Nadal's answer was an emphatic "No!" These two play truly heroic points, and divvy them up pretty evenly. The difference when the rain ceased after a Nadal hold to 5-4 seemed to be the weight of history and Rafa's consistency. Djokovic had a fair chance to break when he hit a pair of forehand winners to level at 30-all with Nadal serving at 5-all. But he hit a wild forehand to lose the next point; it was the kind of lapse that you just can't afford against Nadal, who then forced a lob error to go up 6-5.

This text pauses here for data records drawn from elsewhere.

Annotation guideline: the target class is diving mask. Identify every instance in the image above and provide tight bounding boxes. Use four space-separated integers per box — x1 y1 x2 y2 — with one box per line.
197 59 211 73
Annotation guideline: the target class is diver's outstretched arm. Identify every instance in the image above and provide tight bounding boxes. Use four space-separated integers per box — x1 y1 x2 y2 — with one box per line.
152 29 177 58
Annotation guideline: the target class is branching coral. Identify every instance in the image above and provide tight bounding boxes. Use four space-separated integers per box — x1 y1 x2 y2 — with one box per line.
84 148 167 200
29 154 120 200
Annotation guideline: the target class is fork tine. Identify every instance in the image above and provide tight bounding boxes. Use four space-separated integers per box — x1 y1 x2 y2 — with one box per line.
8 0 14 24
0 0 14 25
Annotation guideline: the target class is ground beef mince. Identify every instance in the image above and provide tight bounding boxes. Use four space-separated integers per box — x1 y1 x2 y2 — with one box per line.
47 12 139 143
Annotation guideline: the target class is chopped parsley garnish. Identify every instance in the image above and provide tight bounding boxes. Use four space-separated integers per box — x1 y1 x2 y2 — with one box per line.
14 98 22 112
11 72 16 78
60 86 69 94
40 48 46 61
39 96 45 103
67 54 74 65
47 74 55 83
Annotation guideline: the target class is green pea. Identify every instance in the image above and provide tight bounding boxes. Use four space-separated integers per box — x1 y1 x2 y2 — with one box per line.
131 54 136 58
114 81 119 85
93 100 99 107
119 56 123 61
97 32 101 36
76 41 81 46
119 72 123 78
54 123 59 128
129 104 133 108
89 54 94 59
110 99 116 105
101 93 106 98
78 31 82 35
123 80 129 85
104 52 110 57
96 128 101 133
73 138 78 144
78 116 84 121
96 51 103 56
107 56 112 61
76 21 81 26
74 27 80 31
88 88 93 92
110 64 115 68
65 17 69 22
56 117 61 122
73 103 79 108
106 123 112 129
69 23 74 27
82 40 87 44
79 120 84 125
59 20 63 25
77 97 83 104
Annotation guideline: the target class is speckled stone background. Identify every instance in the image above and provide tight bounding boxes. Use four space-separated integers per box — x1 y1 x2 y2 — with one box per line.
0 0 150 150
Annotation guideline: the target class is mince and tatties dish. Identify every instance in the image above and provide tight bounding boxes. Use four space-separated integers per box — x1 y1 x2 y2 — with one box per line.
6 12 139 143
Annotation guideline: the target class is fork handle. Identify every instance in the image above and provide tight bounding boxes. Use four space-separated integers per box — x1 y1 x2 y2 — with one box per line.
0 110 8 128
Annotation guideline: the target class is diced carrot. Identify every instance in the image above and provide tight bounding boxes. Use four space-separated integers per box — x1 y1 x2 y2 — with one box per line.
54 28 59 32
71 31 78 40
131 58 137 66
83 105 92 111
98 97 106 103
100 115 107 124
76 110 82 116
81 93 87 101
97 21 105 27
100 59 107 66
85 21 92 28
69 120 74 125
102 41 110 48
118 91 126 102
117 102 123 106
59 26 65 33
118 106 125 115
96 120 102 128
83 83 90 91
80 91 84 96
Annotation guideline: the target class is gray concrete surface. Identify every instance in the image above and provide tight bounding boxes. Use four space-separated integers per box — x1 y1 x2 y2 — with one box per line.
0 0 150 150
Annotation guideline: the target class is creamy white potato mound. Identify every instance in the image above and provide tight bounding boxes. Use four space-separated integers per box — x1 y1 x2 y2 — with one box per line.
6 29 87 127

With his back to the wall of history and the sun suddenly dazzling in his eyes, Djokovic went up 30-15, two points from the haven of the tiebreaker. But he took a huge cut at a forehand and drove it out, and Nadal then tagged a forehand winner down the line off a semi-lob to arrive at match point. In one of the great anti-climaxes in Grand Slam history, Djokovic double-faulted away a game for the third time in the two-day match to end it.
The double fault was a fitting symbol of the main difference between the finalists, and the main difference between the Novak Djokovic of 2011 and this year's model. Djokovic simply isn't as consistent this year as last, while Nadal is, well, call him what you will, "King of Clay," or "The Spanish Bull," whatever. The bottom line is that nobody is as consistent as well as explosive on red clay as Rafa, the seven-time Roland Garros champ.